Delgado should be considered a very significant player in Major League Baseball history, according to staff writer Shane Lambert.
Carlos Delgado has announced his retirement from baseball as the former Toronto Blue Jay, who has not played in the Majors in almost two years, admitted that his comeback efforts were in vain.
Delgado stopped playing at the Major League level in May of 2009 and then proceeded to have two hip surgeries in the next nine months.
While he wanted to make a comeback he acknowledged earlier this week that it was not going to become a reality: "There comes a moment when you have to have the dignity and the sense to recognize that something is not functioning," Delgado said.
Nearing his 39th birthday, Delgado retires as a player who should be considered very significant as he managed to put up Hall of Fame-like numbers during the steroids era without there ever being a serious whisper or rumor of his own usage.
Unlike so many other players who enjoyed long careers that spanned the 1990s and 2000s, Delgado's career totals and averages can be taken at face value and they are definitely Cooperstown worthy.
Delgado, according to baseball-reference.com, had a career adjusted OPS of 138 - a statistic that reflects how he produced at the plate against Major League averages with ballpark conditions factored in.

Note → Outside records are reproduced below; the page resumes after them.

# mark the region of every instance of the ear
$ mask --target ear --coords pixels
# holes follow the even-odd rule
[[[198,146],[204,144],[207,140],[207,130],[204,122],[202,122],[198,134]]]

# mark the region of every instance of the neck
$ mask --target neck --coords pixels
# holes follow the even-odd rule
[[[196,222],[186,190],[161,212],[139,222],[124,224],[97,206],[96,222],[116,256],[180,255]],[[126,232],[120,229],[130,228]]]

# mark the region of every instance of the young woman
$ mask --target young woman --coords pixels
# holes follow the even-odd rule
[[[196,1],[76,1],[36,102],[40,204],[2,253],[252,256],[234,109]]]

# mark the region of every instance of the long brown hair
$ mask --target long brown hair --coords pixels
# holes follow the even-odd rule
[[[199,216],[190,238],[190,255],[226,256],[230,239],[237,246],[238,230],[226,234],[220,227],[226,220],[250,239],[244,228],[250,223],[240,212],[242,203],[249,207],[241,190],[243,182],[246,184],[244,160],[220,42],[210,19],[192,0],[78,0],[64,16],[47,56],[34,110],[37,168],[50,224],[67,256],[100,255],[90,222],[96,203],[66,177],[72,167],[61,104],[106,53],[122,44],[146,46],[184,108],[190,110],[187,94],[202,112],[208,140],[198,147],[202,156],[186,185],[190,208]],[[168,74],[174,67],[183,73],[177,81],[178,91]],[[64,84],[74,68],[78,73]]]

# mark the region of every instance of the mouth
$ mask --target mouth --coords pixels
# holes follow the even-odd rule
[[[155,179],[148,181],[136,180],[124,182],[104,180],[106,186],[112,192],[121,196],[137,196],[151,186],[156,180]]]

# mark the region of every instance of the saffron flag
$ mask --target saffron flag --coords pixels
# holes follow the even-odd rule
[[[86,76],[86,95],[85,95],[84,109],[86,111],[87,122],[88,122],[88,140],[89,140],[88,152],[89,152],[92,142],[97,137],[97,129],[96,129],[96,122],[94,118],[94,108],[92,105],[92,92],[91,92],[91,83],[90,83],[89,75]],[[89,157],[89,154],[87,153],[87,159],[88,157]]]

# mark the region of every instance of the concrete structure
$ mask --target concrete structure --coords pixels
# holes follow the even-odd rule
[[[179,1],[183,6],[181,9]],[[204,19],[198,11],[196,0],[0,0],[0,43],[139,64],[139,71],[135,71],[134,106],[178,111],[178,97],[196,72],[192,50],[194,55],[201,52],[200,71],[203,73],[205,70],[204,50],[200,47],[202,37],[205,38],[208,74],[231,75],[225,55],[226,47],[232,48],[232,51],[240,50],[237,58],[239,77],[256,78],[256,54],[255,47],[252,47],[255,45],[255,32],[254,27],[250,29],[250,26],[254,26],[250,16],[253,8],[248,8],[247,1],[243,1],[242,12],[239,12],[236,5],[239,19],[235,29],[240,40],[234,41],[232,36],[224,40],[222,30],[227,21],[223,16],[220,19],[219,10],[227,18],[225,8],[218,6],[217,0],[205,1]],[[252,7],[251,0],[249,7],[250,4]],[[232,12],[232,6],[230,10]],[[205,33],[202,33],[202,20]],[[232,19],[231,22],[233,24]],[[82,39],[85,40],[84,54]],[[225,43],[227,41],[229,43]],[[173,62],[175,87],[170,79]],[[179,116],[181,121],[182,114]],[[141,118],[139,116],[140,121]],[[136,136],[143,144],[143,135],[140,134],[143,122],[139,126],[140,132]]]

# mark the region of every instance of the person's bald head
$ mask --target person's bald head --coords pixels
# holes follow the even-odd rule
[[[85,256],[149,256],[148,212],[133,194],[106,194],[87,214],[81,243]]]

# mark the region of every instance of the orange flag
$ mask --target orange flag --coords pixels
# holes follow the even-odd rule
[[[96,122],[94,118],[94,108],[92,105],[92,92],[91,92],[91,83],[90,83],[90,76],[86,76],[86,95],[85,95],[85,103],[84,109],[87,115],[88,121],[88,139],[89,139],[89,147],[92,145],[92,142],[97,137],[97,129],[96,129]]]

That puts him tied for 83rd on the all-time leaders list
for the important offensive category and he is higher on that list than several current Hall of Famers, including Home Run Baker, George Brett, Al Kaline, and Tony Gwynn.
Delgado is one of the lost sluggers of the steroid era in Major League Baseball and his 2003 season is a case in point. Nobody really remembers the runner-up after a while and unfortunately Delgado finished second to Alex Rodriguez in the American League MVP race with 213 total votes.
However Rodriguez has admitted to using banned substances between 2001 and 2003 and with Delgado finishing second in the MVP race in '03 only to Rodriguez, a player who cheated, perhaps sports writers and even Major League Baseball should just retro-actively recognize Delgado as the best player that year.